Sunday, April 13, 2008

Green Pastor

Future Pastor, beware of the New Morality as you lead toward the Church of the Future. You will recognize it because it has some of the same characteristics of the morality as The Church As We Know It. The “Green Movement” has taken us by storm. Many point to An Inconvenient Truth as the tipping point for the gale of environmental concern, but its origin is not as important to grasp as is its spirit. I’m old enough to remember the long gas lines in the seventies and the Ecology Now stickers we put on our school notebooks. We were taught to conserve and pick up litter along the side of the roads.
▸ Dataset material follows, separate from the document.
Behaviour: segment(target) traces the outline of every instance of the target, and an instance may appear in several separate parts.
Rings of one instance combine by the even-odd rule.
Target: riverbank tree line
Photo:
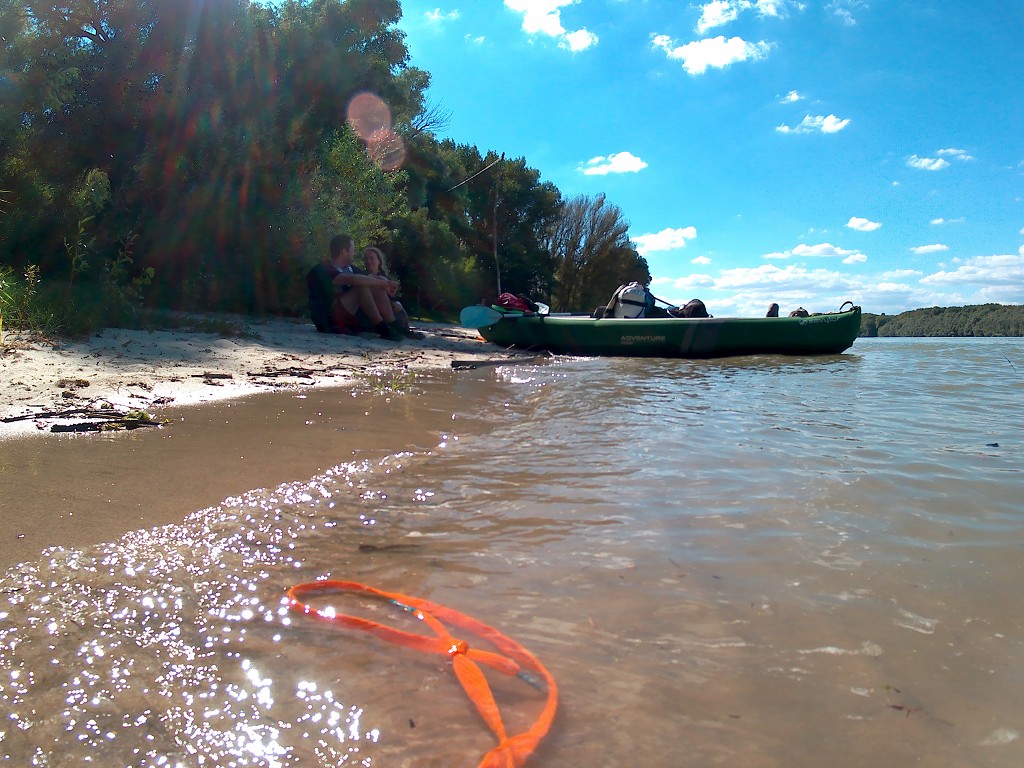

We were given slogans like, “Don’t mess with Texas” and “Don’t lay that trash on Oklahoma.” Cars were being built small and more fuel efficient as to get 40 to 50 MPG. So the Al Gore thing is not new to me. Neither is the judgment that is easily passed on today by well meaning proponents of a better environment. Not using squiggly light bulbs feels a lot like not having a Quiet Time. The choice to serve coffee in Styrofoam instead of paper can elicit a response similar to not going to church on a regular basis. We will always get this kind of feeling whenever a movement is based in fear and not in love. Remember that we preserve the earth because we love the earth, not because we are afraid it will burn up. We seek renewable energy because we love the next generation and hope to leave it with a better prospect for its future. Fear won’t lead us very far. What happens when you aren’t afraid anymore? Fear got us the Ford Fiesta and the Chevy Chevette, but we once we got over the fear of no more gasoline, we returned to our ways in a few years and got back to the big machines like the Hummer H3. I have squiggly light bulbs in every socket in my house. I recycle glass and aluminum. I compost. I try to consume less and conserve more. But I want to do so in a spirit of abundance and not shame. I don’t shake my finger at the person in the store buying a pack of incandescent bulbs. The Church As We Know It gave us that kind of evangelism. It was more concerned about staying out of hell than it was in living an abundant life. The environmental movement runs the risk of being guilty of the same thing. We can do better.

Wednesday, April 02, 2008

It's not about me, It's all about You...

One role we have as Future Pastors is to lead people to freedom. To do this we need to be able to reveal the hindrances in thinking. Ask a churched person the question, “what’s your favorite book?” And nine times out of ten the really spiritual ones will answer with a condition, “Well, of course the Bible, but after that it’s…” Why do we answer that way? I think it has to do with the basic assumptions of the Church As We Know It. We assume that if we don’t say that indeed the Bible is of utmost importance, then we will somehow slip into mediocrity and eventually become an atheist, leave our wife, or worse yet, stop reading the Bible. There are some things that should just be a given. Most normal people you and I know practice some form of hygiene on a regular basis, so it’s the unusual case that we would have to remind a guy to shave and shower. If I have to ask the majority of people I know if they took a bath today, at some point I would wonder what kind of upbringing they had. In the same way it makes sense to me to just assume certain basic things about our faith and let those beliefs rest as the foundation and build from there. But when the Church As We Know It needs songs to constantly remind itself that its not about me and its all about God, it shows that it is operating out of the basic assumption that we don’t know the difference. It’s as if the Church As We Know It is full of people who don’t routinely take a shower and must always be told to do so. Future Pastor, people have been shackled too long with the belief that their greatest desire is to wander away from God. Lead them away from that assumption. Remind them they are a New Creation. And encourage them to write better songs.